The CFO’s role is to maintain the financial health of the company. CFOs are far from being the bean-counter many marketers envision. They are driven by the same financial results as good data-driven marketers. My favorite moment with a client CFO was seeing him exhort to us to “Spend more money! Spend more money!” He fully understood that optimizing to financial data had moved marketing from the “cost” column to the “revenue generation” column. When you prove the dollars in = more dollars out relationship, CFOs will be the first to push more budget to marketing
Here are three simple rules to help you get the financial backing of your CFO:
1. Speak Finance
Marketing metrics drive CFOs nuts because they rarely mean anything related to financial performance. Clicks, views, impressions, unique visits, cost-per-click, likes, and any of a thousand other marketing metrics don’t correlate well to profit. Our recommendation is to use profit as your marketing KPI. If you need to talk about another metric, put it in the context of financial results. Maybe (and yes, this might be marketing heresy) don’t use traditional marketing metrics as KPIs at all. Your CFO will love and reward your focus on meaningful financial outcomes.
2. Work Backwards From Revenue
Advertising is an investment that creates a financial outcome at some later time. Marketers often focus on “time” in the order of the user journey. However, the CFO is interested in the financial outcome, and interested in both its magnitude and the time it takes to get there. It is very different to the CFO if the same Cost-per-Customer-Acquisition (CAC) is recouped in one month versus twelve months; which is something a marketer may not differentiate. Showing both the investment-to-return in time and dollars by creating financial projections will align you with the CFO view of financial control. This makes clear the marketing program’s financial success.
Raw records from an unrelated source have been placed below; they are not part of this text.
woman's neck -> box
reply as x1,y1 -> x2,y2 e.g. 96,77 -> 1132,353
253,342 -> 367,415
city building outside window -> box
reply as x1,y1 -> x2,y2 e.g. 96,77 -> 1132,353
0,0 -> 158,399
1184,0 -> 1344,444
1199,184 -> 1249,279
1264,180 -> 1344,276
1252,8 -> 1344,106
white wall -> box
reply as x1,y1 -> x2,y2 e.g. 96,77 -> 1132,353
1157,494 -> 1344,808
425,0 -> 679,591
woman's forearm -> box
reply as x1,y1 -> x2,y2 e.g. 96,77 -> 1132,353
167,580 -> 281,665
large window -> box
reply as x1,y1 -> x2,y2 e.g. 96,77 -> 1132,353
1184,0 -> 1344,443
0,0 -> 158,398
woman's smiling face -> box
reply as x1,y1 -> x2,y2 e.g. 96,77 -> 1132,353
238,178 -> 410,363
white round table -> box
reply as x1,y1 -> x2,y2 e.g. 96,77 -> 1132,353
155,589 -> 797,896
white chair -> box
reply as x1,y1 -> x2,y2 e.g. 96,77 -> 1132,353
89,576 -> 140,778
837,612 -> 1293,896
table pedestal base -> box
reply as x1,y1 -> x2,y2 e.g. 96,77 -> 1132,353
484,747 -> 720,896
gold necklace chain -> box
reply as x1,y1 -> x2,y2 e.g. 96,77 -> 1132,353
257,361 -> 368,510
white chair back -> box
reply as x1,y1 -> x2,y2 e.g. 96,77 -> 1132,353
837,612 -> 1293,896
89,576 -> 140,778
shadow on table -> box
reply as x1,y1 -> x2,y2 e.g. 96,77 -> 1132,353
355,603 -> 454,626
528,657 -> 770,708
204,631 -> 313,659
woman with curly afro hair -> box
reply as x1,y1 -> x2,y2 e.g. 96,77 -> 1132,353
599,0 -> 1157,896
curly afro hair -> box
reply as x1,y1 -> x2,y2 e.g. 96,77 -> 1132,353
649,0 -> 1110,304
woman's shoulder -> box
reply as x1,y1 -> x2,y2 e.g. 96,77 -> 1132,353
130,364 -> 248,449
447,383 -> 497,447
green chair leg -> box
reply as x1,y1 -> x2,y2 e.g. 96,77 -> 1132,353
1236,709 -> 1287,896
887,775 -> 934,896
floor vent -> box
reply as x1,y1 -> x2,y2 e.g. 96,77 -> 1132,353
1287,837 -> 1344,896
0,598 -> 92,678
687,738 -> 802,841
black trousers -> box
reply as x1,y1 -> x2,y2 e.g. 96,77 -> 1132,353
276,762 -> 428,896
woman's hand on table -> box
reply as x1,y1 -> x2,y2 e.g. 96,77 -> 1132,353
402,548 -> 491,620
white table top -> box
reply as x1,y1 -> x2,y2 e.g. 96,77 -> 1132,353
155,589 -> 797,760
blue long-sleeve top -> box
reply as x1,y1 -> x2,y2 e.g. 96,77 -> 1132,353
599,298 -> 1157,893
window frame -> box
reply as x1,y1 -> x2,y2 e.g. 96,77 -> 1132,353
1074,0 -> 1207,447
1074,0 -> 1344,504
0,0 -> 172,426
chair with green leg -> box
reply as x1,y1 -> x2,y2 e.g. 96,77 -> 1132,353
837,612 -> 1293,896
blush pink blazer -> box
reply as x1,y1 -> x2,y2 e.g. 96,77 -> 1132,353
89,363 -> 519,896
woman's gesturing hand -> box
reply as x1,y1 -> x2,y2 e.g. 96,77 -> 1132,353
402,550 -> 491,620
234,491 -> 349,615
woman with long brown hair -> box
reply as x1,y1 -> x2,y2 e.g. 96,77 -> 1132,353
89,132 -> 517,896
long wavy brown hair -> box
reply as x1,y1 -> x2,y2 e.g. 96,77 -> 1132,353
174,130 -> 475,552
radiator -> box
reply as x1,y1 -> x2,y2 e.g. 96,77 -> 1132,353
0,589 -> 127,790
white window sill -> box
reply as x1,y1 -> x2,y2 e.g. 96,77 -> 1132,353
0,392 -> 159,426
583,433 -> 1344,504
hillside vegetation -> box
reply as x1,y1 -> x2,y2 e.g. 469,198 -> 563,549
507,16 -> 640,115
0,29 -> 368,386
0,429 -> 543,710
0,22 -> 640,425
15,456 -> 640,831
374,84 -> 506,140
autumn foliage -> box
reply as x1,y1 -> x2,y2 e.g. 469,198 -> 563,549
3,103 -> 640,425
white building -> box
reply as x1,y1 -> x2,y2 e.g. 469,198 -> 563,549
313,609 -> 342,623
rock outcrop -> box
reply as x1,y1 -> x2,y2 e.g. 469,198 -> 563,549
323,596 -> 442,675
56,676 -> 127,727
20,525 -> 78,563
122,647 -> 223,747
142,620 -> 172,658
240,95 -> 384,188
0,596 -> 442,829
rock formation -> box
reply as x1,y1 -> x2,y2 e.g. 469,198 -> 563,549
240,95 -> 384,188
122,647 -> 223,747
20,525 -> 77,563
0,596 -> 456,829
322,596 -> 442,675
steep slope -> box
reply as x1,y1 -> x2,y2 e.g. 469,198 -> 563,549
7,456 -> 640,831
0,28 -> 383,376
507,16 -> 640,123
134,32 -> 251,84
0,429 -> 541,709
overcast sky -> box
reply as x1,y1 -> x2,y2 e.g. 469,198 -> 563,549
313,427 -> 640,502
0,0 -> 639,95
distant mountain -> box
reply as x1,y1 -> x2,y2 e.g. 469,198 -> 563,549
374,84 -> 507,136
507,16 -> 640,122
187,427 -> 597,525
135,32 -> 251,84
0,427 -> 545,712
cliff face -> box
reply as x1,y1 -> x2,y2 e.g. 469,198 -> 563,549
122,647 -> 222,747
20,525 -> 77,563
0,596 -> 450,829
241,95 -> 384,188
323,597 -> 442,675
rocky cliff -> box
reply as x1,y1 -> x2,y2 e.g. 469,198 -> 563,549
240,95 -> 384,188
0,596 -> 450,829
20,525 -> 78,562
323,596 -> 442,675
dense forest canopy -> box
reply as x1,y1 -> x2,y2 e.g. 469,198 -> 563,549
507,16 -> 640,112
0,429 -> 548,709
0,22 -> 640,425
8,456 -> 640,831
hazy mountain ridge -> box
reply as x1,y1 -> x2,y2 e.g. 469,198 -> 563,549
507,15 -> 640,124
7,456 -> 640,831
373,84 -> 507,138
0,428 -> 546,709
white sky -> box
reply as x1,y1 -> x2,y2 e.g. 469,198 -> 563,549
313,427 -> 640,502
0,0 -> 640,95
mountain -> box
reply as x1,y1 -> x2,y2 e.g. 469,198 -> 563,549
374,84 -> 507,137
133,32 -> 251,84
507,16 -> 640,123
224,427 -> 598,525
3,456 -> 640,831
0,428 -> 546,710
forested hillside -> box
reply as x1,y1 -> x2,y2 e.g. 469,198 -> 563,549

3. Involve the CFO in the Conversation
Marketing is likely a significant chunk of your company’s expenses. CFOs need to know this is being spent wisely, but can’t be expected to know the details of the complex and technical field of digital marketing. What they do understand is the relative impact of investment, the balance of expense versus cash flow, and keeping the company financially healthy. Engaging your CFO in a discussion where the investment and return is clear in both magnitude and time frame will be eye-opening. They will likely look for opportunities to help you grow your company’s success through your marketing efforts. Most CFOs will be very willing to promote ad spend and growth if it is predictably profitable. Their insight on what affordability means or what constraints on investment exist will be extremely helpful in the marketing team’s prioritization of how to use limited dollars and resources.
We’ve talked to plenty of marketers over the years who disparage over getting the CFO involved, saying things like “they just don’t get it”. Our experience has been the opposite. Your CFO is your secret weapon if you can tell your story in financial terms and optimize to financial results. Try talking to your CFO. You might be surprised.